His story begins more than five years ago in Abuja, Nigeria, where his parents owned a print shop. One day in 2015 a group of men came to the shop and requested posters from his father, Kayode Adewumi. Upon inspecting the request later that evening, Kayode realized that the posters were a request from the terror network Boko Haram. Kayode tried to allude the men to the best of his abilities as he did not want to print the hateful posters. The men found their way to Kayode’s home and threatened his wife about the posters, and that was enough for Kayode to leave everything behind and move his family.

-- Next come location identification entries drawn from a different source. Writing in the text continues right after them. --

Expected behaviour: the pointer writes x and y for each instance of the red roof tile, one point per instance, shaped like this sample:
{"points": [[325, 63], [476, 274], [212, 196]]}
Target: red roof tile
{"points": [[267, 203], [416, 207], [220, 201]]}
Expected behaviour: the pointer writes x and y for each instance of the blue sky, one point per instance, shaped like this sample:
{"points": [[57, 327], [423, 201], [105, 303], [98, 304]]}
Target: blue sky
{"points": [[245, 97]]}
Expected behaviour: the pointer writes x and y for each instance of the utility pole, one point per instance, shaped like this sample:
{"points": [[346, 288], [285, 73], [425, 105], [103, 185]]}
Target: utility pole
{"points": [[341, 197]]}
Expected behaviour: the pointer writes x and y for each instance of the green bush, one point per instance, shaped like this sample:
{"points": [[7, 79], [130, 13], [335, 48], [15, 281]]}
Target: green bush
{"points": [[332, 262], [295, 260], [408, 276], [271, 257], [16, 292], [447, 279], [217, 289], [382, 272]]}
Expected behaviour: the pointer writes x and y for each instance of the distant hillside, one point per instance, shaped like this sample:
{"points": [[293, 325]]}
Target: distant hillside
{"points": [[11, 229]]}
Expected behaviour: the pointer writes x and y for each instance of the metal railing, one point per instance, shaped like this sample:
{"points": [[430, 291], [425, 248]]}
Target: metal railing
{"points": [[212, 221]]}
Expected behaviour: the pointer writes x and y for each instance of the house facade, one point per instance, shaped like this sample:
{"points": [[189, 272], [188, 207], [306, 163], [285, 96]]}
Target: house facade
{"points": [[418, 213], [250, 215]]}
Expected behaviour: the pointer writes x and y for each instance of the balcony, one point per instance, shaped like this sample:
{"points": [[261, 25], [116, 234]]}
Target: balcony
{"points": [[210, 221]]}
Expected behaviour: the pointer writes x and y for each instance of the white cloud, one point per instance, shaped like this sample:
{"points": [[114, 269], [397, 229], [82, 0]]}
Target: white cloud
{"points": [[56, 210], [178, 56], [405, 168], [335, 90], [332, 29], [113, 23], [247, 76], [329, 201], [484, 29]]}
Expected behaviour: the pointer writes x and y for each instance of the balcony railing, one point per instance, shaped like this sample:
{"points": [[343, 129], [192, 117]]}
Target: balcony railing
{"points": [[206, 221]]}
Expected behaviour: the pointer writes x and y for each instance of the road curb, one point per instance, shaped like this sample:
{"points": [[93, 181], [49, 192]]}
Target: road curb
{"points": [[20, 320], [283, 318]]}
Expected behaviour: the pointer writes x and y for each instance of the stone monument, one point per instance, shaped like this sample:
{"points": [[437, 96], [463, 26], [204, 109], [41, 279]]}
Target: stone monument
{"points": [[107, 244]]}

Eventually the family migrated to New York City where they were welcomed by Nigerian Pastor Phillip Falayi. They stayed in Pastor Phillip’s church basement until he was able to connect them with temporary housing at a New York Shelter. The boys, 7 year old Tani and his 14 year old brother Austin stayed on separate floors from their parents. Eventually the boys were enrolled in nearby public schools that had an active chess club. Tani was interested in chess and wanted to join the chess club, but his parents simply couldn’t afford the $300 fee for the chess club. The coaches realizing Tani’s situation decided to waive the fee, a decision they would not regret.


A year later, Tani became New York State Scholastic Chess Champion at age 8. His potential was clear from the outset his coach Shawn Martinez would say, he had incredible memory and tenacity to learn. After wining the title his coaches wanted to help Tani’s family by starting a GoFundMe page. The New York Times picked up the story and featured Tani in an article, days later donations came in from all over the world and the GoFundMe had raised over $250,000. With that the family were able to move out of the shelter and live together in an apartment. Tani eventually secured a book deal, and his story movie rights was bought by Trevor Noah, the Late Night show host from South Africa.


Tani is working his way through the chess rankings and hopes to one day be a Chess Grand Master, the highest rankings amongst chess players. Tani Adewumi through all the adversity he has faced at such a young age, is a rising star and making Africans all over the world very proud.